»Muß das jetzt sein?«
Er reicht es ihr wortlos: Ich bin sehr trank und bitte Dich, lieber Vater, zu mir zu kommen. Rosmarie.
Die Fürstin: »Ach, wie unangenehm! Ob es denn wirklich so schlimm ist? Dann hätte doch Miß Granger depeschiert. Vielleicht ist's nur eine von ihren Phantastereien. Ich meine, wir telegraphieren zurück an Miß Granger, wir bäten um weitere Nachricht. Die schrieb mir doch heute, Rosmarie sticke sehr fleißig an einer Decke. Und du weißt, wen wir heute abend treffen wollten, und wie viel daran liegt.«
Der Fürst hört schon längst nicht mehr, er stürzt hinauf, und sie hört ihn nach seinem Leibjäger und dem Kursbuch rufen. Da steigt die Fürstin in ihrer rauschenden diamantflimmernden Pracht in ihr blauatlassenes Coupé.

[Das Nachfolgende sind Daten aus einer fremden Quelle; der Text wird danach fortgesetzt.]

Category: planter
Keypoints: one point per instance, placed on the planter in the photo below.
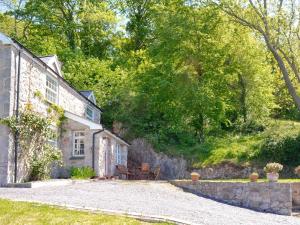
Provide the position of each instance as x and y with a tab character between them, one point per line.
253	177
195	176
273	177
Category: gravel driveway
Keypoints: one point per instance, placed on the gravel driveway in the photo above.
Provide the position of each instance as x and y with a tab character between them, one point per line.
157	199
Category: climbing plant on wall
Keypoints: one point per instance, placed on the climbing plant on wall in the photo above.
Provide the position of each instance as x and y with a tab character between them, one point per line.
34	131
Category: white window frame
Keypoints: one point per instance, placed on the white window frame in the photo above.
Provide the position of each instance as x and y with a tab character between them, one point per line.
78	140
51	89
118	154
92	117
53	140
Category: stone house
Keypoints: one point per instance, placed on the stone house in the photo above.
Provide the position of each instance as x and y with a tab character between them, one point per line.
84	142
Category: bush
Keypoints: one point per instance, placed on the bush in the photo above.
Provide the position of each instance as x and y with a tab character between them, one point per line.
283	149
273	168
249	127
82	172
297	171
41	166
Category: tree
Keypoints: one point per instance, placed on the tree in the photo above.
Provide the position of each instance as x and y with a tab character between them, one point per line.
84	25
277	23
138	13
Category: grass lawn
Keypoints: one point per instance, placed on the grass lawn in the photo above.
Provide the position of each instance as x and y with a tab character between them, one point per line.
259	180
23	213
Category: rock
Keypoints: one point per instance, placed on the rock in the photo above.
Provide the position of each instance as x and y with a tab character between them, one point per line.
141	151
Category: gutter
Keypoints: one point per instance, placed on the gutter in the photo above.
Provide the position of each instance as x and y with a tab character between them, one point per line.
93	147
16	136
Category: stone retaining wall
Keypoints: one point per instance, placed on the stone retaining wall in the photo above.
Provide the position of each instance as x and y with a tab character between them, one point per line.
266	197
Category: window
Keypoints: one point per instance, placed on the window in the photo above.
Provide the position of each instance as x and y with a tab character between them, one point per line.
118	154
53	137
89	113
78	146
51	90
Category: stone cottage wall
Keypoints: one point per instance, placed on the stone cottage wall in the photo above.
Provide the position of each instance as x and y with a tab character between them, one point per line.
6	107
266	197
33	79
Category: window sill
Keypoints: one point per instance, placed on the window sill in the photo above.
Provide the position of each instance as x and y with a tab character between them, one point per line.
77	157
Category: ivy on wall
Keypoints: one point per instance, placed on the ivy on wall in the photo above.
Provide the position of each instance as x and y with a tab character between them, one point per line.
34	131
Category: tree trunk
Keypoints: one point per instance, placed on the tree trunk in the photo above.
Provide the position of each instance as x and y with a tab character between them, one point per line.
285	74
242	83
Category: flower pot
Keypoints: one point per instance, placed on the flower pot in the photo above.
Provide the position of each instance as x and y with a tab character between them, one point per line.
253	177
195	176
272	177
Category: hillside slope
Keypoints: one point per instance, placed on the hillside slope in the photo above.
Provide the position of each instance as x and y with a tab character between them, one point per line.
279	142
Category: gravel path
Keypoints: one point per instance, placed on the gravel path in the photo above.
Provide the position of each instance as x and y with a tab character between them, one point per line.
159	199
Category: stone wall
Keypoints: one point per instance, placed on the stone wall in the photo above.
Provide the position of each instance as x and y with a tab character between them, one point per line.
296	195
227	170
171	168
6	109
266	197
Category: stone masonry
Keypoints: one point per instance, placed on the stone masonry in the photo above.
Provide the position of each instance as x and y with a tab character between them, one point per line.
266	197
33	76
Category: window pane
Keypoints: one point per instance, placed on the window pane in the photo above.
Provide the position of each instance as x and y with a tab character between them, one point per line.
51	89
78	143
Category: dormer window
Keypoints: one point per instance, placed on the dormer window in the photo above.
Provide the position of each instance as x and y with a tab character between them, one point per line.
51	89
89	113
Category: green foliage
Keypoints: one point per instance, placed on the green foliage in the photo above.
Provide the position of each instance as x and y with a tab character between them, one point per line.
281	148
82	172
41	166
180	74
273	168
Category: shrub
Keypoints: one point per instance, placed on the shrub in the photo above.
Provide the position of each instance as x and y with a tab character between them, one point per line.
297	170
35	154
273	168
281	148
82	172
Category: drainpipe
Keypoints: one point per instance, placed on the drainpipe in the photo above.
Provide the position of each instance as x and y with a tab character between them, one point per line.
93	147
16	136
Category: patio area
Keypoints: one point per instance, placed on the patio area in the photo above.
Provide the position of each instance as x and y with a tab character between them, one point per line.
152	199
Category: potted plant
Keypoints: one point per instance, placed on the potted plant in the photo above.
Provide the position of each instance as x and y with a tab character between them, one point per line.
195	176
272	170
253	177
297	171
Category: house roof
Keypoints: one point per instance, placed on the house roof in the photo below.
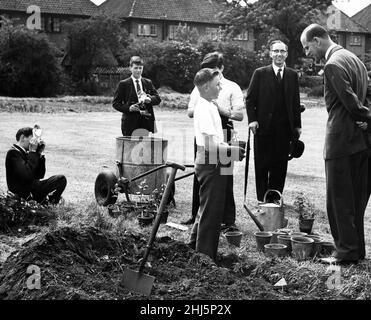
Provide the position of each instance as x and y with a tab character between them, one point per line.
205	11
360	22
68	7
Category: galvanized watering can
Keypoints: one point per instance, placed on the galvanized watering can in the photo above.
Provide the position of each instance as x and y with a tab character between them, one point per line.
271	215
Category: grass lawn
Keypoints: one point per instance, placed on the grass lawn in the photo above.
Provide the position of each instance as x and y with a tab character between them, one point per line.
80	145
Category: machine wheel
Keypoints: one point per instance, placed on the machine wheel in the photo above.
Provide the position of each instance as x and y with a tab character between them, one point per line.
104	186
172	192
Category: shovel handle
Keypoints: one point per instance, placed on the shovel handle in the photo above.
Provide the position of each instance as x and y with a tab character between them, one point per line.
163	202
259	225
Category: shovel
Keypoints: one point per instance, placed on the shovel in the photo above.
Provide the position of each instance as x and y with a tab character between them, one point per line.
136	280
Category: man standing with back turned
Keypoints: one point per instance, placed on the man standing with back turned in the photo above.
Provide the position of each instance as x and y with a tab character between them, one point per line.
345	150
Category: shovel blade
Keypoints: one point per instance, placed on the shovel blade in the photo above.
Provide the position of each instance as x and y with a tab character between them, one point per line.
138	282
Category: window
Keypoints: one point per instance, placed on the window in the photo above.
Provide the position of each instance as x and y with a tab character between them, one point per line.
355	40
51	24
244	36
172	31
213	33
147	30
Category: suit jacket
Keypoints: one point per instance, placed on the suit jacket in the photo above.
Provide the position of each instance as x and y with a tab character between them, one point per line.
345	95
261	98
22	170
125	96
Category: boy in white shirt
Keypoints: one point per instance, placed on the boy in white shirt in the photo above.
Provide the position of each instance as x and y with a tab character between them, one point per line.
230	105
211	153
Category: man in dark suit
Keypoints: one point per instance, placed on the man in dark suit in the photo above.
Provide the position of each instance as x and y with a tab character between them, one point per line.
135	98
230	105
346	149
25	166
273	110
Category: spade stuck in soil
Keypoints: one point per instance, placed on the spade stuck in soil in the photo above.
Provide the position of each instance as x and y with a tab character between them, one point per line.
137	280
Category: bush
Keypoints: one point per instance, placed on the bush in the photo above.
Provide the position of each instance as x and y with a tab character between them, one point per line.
306	81
28	63
316	91
174	64
239	64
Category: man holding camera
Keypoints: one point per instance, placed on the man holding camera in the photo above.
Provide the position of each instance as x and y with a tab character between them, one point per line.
135	98
25	166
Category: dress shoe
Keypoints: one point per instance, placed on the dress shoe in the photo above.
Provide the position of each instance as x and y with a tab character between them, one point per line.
192	245
338	261
189	221
228	227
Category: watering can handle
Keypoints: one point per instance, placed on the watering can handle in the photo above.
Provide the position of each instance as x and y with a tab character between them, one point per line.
279	193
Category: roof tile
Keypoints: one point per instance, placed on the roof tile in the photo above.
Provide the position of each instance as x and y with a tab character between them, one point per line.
205	11
70	7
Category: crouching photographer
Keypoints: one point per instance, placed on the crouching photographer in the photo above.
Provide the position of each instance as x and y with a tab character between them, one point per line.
25	166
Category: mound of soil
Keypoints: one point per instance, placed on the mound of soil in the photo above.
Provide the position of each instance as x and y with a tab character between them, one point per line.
89	263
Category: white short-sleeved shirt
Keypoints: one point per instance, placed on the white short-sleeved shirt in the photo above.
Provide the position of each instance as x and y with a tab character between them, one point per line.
207	121
230	96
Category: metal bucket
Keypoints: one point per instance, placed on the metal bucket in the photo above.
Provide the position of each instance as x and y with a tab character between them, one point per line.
271	215
137	155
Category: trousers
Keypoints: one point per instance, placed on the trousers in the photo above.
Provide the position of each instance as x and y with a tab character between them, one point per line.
346	196
42	188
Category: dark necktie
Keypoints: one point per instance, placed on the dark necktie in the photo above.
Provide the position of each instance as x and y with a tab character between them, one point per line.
279	75
138	88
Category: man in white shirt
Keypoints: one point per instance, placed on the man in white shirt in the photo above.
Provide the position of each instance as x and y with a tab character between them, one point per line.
230	104
211	151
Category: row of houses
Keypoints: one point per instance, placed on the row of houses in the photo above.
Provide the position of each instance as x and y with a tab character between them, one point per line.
158	19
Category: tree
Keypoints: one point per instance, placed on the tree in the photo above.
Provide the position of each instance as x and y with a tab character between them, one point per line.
275	19
94	42
28	62
186	34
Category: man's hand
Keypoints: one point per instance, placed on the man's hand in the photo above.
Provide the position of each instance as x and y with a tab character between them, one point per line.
362	125
134	108
297	133
254	126
33	145
237	153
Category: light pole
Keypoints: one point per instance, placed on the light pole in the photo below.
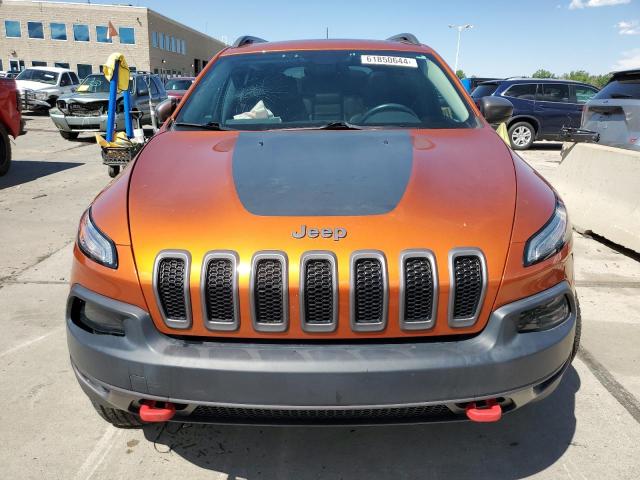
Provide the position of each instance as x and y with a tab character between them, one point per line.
460	28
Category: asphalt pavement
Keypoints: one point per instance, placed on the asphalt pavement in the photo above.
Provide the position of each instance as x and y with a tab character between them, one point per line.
588	429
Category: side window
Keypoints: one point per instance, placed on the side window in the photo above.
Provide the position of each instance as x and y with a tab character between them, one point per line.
525	91
65	80
141	87
584	94
554	92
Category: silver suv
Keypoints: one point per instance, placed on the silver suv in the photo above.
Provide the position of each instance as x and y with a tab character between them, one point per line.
85	110
40	87
614	112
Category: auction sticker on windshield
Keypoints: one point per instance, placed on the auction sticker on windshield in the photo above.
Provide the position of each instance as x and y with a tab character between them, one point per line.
391	61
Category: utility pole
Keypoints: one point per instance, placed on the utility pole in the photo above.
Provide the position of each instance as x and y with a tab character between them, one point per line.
460	29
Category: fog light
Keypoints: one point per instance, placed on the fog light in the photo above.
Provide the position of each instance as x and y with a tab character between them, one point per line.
95	319
545	316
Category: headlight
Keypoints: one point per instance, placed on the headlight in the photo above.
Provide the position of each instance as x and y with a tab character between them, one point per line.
95	244
550	239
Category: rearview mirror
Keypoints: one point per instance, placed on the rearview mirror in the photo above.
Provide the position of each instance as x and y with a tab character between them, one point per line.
495	110
165	109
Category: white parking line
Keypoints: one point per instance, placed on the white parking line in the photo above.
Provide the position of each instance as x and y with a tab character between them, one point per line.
98	454
29	342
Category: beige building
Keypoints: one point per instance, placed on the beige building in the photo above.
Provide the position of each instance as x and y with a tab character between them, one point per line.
76	36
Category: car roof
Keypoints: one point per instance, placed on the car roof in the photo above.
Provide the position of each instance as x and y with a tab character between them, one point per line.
50	69
332	44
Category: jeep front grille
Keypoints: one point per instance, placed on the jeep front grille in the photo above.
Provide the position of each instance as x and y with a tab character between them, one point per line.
219	291
269	292
468	286
318	292
171	282
418	290
369	291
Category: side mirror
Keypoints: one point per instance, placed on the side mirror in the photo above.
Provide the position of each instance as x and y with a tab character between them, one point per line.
495	110
165	109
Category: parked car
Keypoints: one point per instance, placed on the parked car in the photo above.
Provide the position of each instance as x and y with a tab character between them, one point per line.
614	112
40	87
11	122
85	110
324	231
177	87
541	107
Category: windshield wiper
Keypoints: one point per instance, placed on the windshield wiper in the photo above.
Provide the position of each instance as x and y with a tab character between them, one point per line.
213	126
339	125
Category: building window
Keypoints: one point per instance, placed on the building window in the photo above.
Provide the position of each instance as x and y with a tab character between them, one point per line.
84	69
127	35
12	29
80	32
102	34
35	29
58	31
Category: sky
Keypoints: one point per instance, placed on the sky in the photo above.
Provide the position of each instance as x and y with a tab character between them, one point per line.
508	38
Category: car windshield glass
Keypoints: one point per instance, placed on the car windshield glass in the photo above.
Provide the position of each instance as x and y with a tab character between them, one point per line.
484	90
178	84
94	84
42	76
621	89
312	89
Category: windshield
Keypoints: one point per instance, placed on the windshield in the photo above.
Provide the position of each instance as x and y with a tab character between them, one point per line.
484	90
621	89
309	89
42	76
94	84
178	84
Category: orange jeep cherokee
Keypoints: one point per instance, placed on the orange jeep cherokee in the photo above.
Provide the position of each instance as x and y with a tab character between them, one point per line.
323	232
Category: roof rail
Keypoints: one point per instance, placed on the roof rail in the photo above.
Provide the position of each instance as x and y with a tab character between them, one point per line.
247	40
405	38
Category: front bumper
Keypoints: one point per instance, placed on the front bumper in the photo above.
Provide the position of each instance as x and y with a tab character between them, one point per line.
72	123
227	376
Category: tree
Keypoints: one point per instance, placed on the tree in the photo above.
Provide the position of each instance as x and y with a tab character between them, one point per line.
542	73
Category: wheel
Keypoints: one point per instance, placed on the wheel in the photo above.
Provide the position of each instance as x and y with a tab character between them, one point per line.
117	418
521	135
69	135
5	151
576	340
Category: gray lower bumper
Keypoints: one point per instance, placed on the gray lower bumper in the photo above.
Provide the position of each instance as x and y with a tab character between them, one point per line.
145	364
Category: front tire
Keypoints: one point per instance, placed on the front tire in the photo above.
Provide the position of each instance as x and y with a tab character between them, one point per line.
69	135
5	151
521	135
117	418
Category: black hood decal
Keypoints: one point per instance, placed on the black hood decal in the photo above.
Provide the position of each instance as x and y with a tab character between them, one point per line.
313	173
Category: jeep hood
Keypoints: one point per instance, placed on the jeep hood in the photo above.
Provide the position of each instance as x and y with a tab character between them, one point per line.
391	190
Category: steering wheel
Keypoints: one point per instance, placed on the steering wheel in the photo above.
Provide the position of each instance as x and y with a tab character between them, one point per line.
397	107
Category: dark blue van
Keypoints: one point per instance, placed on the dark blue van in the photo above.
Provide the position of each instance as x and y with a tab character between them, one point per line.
541	107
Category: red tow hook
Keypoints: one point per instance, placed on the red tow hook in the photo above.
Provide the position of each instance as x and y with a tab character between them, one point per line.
151	413
490	412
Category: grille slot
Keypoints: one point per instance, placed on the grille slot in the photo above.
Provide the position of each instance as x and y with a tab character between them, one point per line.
339	416
318	292
418	290
220	290
269	292
468	286
369	291
171	284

Einen Augenblick wartet sie noch, aber es dringt eine Eisluft herein, – sie winkt dem Lakaien, der Schlag fliegt zu, und das Coupé rollt davon. – Der Fürst hat sich um nichts mehr bekümmert, als daß er den Nachtexpreß noch bekomme, und nun fährt er dahin, und die Worte begleiten ihn. Eine Nacht und einen Tag und wieder eine Nacht, immer die gleichen Wände, ob der Zug durch eisige Winterwüsten oder nun am Meeresbrausen neben Palmenkronen hinfährt. Was kann in einer Stunde geschehen – was in so langer Zeit! Ach, wie die alten Ängste aufleben! Und was sie getrennt in letzter Zeit, das ist zurückgetreten, oder nein, es ist, als habe es sein Kind mit noch mehr Ketten an sein Herz verfestigt. Wenn er ihr unrecht getan hätte? Nein, das hat er nicht – nun wieder haben die Worte ihr Spiel mit ihm.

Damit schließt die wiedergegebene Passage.